Use `dropna(subset=['column_name'])` to remove rows where a critical column is missing.

In [None]:
# YOUR CODE HERE
# Check row count before and after
print(f"Rows before: {len(df)}")

# Your dropna code here

# print(f"Rows after: {len(df)}")

---

## Part 3: Data Type Conversion (5 minutes)

### Task 3.1: Convert a column to the correct type
Sometimes numeric columns are loaded as text (object type). Check if the year column is numeric. If not, convert it using `.astype(int)`.

**Remember:** Handle NaN values BEFORE converting to int!

In [None]:
# YOUR CODE HERE
# Step 1: Check the current dtype of the year column
# Step 2: Fill NaN if needed
# Step 3: Convert to int


---

## Part 4: Filtering with Multiple Conditions (5 minutes)

### Task 4.1: Filter for a specific department and year
Create a filtered DataFrame that contains only:
- A specific department (e.g., "ANTIOQUIA" or "BOGOTA")
- A specific year (e.g., 2020 or the most recent year in the data)

**Remember:** Use `&` (not `and`) and parentheses around each condition!

In [None]:
# YOUR CODE HERE
# First, check what departments and years are available
# print(df['DEPARTAMENTO'].unique())
# print(df['ANIO'].unique())

# Then filter
# filtered_df = df[(condition1) & (condition2)]


---

## Part 5: GroupBy Operations (5 minutes)

Remember the M&Ms analogy: GroupBy is like sorting candy by color and then counting each color.

### Task 5.1: Calculate total enrollment by department
Use GroupBy to find the total enrollment (sum) for each department.

Pattern: `df.groupby('CATEGORY_COLUMN')['VALUE_COLUMN'].sum()`

In [None]:
# YOUR CODE HERE
# Look for an enrollment column (might be named MATRICULA, ESTUDIANTES, etc.)
# Group by department and sum


### Task 5.2: Calculate dropout rates by department
If there is a dropout column (DESERCION, TASA_DESERCION, etc.), calculate the average dropout rate for each department.
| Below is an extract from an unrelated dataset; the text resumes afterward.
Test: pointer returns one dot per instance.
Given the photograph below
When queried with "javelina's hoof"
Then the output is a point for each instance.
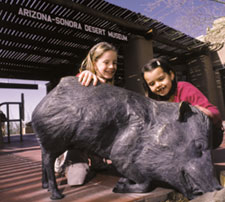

If no dropout column exists, calculate the average of any other relevant numeric column.

In [None]:
# YOUR CODE HERE
# Group by department and calculate mean


### Task 5.3: Find the top 5 departments by enrollment
Sort your grouped results to find the top 5 departments with the highest enrollment.

In [None]:
# YOUR CODE HERE
# Use .sort_values(ascending=False).head(5)


---

## Bonus Challenge (if time permits)

### Calculate dropout rates by department AND year
Use multiple grouping columns: `df.groupby(['DEPARTAMENTO', 'ANIO'])['DESERCION'].mean()`

This creates a hierarchical result showing how dropout rates changed over time for each department.

In [None]:
# YOUR CODE HERE (BONUS)


---

## Summary

In this exercise you practiced:

1. **Data inspection** - Understanding your data before cleaning
2. **Missing values** - Using `isnull()`, `fillna()`, and `dropna()`
3. **Type conversion** - Using `astype()` to fix data types
4. **Filtering** - Using multiple conditions with `&` and parentheses
5. **GroupBy** - Aggregating data by categories

These are the foundational skills you will use in EVERY data analysis project!